Tidak hanya itu. Hyun Seok adalah ayah saat berada di dekat Helena. Selalu memperhatikan dan menyayangi Helena seperti putri kandung.

"Baik. Terimakasih untuk hari ini, hari-hari lalu, dan kedepannya, Hyun Seok *Oppa." Helena melemparkan senyuman ramah dari kursi penumpang tengah.

*Oppa, merupakan panggilan dari seorang perempuan untuk lelaki yang lebih tua darinya

Sedangkan di kursi pengemudi, Hyun Seok membalas, "Saya sudah tua, kenapa masih dipanggil Oppa? Helen bisa memanggil saya Haraboji."

*Haraboji, sebutan 'Paman' dalam bentuk formal

Helena tertawa pelan. "Bagaimana bisa saya memanggil Hyun Seok Oppa dengan sebutan itu? Mungkin lebih baik Ahjussi daripada Haraboji. Hyun Seok Oppa, 'kan, sangat dekat dengan saya. Lagipula, saya sudah memanggil Hyun Seok Oppa selama sembilang tahun. Akan sangat terasa asing jika saya mengganti panggilan tersebut."

Hyun Seok ikut tertawa dengan masih fokus menyetir mobil.

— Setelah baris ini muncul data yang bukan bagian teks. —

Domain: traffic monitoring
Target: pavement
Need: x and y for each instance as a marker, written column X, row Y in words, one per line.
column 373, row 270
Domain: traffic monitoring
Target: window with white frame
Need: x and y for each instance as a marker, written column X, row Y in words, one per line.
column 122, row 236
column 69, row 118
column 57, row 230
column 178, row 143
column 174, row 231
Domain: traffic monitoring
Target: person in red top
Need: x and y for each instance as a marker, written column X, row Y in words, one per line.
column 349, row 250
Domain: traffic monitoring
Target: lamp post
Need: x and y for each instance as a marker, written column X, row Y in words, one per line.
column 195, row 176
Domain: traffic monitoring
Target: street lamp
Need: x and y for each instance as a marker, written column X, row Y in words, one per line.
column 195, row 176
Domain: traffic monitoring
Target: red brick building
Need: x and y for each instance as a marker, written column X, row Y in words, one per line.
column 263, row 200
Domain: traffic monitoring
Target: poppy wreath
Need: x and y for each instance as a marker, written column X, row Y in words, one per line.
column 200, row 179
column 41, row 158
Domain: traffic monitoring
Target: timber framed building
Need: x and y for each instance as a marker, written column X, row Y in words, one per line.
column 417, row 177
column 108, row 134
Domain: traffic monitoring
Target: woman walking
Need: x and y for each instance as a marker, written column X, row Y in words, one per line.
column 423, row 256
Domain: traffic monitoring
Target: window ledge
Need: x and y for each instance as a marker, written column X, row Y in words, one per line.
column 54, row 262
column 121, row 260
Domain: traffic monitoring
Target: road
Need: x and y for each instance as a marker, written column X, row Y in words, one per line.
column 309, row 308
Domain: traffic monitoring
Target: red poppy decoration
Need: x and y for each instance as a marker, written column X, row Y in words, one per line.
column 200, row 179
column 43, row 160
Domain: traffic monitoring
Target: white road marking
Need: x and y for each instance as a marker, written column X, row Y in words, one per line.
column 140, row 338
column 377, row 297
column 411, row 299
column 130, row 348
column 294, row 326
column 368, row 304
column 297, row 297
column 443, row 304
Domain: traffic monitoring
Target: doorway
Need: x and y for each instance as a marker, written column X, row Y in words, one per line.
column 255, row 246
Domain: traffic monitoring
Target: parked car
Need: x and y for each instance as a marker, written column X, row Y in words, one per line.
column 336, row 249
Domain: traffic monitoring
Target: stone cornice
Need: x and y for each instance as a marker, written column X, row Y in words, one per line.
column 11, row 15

Ia seperti laki-laki paruh baya yang sehat. "Saya jadi merasa muda."

"Itu karena saya." Helena menanggapi.

Jika saja ini disiarkan secara live. Mungkin Helena akan menjadi trending di puluhan negara.

Bagaimana bisa seorang solois dengan sebutan 'Princess Ice' itu berbicara panjang lebar dengan manajer–nya?

"Ah, ya!" Helena mengambil benda pipih dari dalam tas brand ternama miliknya.

Wanita tersebut lupa mengecek aplikasi chatting. Di sana, sebuah nama kontak yang dicari tertera.

'Kim Jaeh–hyun'

Itu adalah nama lengkap dan asli Kai. Beberapa idol menggunakan nama panggung yang dibuatnya sendiri. Namun, beberapa juga lebih menyukai nama asli mereka yang akan dijadikan nama panggung.

Seperti Helena.

Nama aslinya, Helena Kim.

"Oh? Dia langsung mengirimkannya." Helena tersenyum memandangi layar benda pipih tersebut. Terlihat sebuah foto Helena sedang berada di bawah salju yang berjatuhan. Kai yang memfoto–nya. Pria itu baru saja mengirimkan foto tersebut ke nomor Helena.

Helena langsung mengetikkan sebuah balasan.